A simple one-file way to run various GGML and GGUF models with KoboldAI's UI
https://github.com/lostruins/koboldcpp
GNU Affero General Public License v3.0
4.35k stars 312 forks source link

Support loading multiple models #846

Open Martmists-GH opened 1 month ago

Martmists-GH commented 1 month ago

At the moment, calling load_model a second time causes it to overwrite the previous model.
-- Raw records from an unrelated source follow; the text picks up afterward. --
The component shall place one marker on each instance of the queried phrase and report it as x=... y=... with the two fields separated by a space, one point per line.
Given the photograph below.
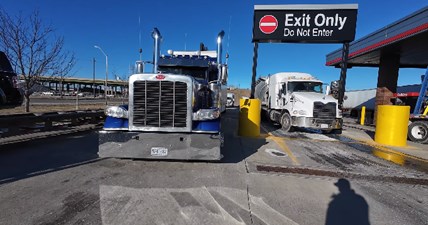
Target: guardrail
x=23 y=127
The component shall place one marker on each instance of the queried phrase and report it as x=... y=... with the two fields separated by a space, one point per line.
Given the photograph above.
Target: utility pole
x=93 y=82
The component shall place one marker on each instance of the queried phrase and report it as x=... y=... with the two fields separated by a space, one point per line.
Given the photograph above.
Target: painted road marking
x=281 y=143
x=386 y=149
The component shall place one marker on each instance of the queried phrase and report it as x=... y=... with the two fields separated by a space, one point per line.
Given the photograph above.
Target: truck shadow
x=23 y=160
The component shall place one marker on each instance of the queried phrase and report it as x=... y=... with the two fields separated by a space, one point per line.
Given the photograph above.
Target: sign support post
x=253 y=78
x=344 y=67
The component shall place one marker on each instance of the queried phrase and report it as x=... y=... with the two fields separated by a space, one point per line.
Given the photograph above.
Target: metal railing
x=24 y=127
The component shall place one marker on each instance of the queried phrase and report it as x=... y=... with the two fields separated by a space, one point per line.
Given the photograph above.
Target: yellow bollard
x=249 y=117
x=363 y=115
x=391 y=125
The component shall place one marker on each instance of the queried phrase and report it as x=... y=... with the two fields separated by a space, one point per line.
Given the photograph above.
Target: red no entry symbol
x=268 y=24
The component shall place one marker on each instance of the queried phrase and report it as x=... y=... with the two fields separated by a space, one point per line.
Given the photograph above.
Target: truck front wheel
x=286 y=122
x=418 y=131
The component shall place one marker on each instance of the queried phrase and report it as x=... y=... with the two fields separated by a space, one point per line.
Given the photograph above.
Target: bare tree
x=33 y=49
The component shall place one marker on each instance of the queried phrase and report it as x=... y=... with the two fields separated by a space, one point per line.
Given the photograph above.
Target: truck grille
x=322 y=110
x=160 y=104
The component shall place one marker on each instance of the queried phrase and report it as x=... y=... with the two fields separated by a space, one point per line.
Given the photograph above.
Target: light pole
x=105 y=82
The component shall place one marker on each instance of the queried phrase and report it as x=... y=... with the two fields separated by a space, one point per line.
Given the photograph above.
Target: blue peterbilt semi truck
x=173 y=112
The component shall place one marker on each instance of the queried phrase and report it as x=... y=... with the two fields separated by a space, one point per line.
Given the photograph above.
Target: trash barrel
x=249 y=117
x=391 y=125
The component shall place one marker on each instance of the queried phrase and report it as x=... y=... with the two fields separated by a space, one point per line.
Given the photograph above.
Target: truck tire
x=286 y=122
x=418 y=131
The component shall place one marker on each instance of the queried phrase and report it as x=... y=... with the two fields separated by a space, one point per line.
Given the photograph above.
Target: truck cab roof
x=292 y=77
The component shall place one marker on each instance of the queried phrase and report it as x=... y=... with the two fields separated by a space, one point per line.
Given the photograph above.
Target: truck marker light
x=160 y=77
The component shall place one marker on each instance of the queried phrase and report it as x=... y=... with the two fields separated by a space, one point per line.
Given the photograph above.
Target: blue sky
x=115 y=27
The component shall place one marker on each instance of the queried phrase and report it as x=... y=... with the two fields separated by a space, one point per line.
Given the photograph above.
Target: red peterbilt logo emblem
x=160 y=77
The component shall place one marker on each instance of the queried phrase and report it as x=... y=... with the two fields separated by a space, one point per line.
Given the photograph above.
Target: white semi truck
x=295 y=99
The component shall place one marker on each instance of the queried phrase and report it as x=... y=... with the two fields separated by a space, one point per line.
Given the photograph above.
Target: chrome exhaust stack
x=156 y=51
x=219 y=52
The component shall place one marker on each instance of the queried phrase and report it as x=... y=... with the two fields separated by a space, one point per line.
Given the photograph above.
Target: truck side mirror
x=224 y=74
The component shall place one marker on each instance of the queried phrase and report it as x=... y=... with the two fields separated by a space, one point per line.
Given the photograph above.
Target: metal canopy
x=407 y=37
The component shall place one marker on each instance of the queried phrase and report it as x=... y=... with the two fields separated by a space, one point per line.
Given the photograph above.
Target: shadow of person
x=347 y=207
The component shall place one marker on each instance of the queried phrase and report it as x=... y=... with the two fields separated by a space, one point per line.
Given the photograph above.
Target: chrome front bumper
x=317 y=123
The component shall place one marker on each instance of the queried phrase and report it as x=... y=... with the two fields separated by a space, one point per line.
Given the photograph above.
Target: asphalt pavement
x=303 y=177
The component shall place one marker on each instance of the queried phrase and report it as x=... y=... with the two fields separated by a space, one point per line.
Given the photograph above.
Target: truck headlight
x=206 y=114
x=116 y=111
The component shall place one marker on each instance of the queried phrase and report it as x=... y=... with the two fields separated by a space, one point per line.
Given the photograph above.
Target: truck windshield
x=305 y=87
x=196 y=72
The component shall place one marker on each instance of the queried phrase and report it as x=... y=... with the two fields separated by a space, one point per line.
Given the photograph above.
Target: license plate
x=159 y=151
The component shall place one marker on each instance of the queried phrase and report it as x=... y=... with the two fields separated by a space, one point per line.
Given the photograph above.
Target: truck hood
x=313 y=97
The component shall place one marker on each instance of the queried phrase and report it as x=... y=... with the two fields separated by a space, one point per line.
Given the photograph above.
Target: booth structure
x=402 y=44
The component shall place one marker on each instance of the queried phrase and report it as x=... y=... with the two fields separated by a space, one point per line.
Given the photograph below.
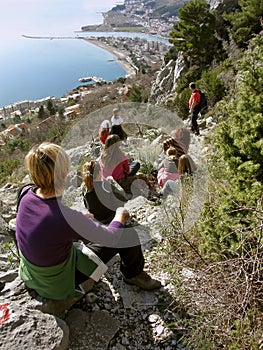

Instead, load_model should return a pointer to some handle struct, and this handle could then be passed around to the other functions in order to invoke actions on it.

If the goal is to maintain backwards compatibility, the existing functions could reference a static handle address while the core logic supports any number of active handles.

LostRuins commented 1 month ago

Actually, the python and C++ methods are not intended to be used by other programs directly as they may be subject to change without warning, rather the API is the preferred way to do it.

But regarding that point - the problem with this is that I don't have a way to effectively free resources taken by a model, which may be partially offloaded to different devices, CPU, GPU etc. Even attempting to unload a dll does not fully release the allocated resources, and the existing deallocation code in GGML leaks memory. The only surefire way to do it right now would be to launch the backend as a separate subprocess, which brings with it the issue of inter-process communication.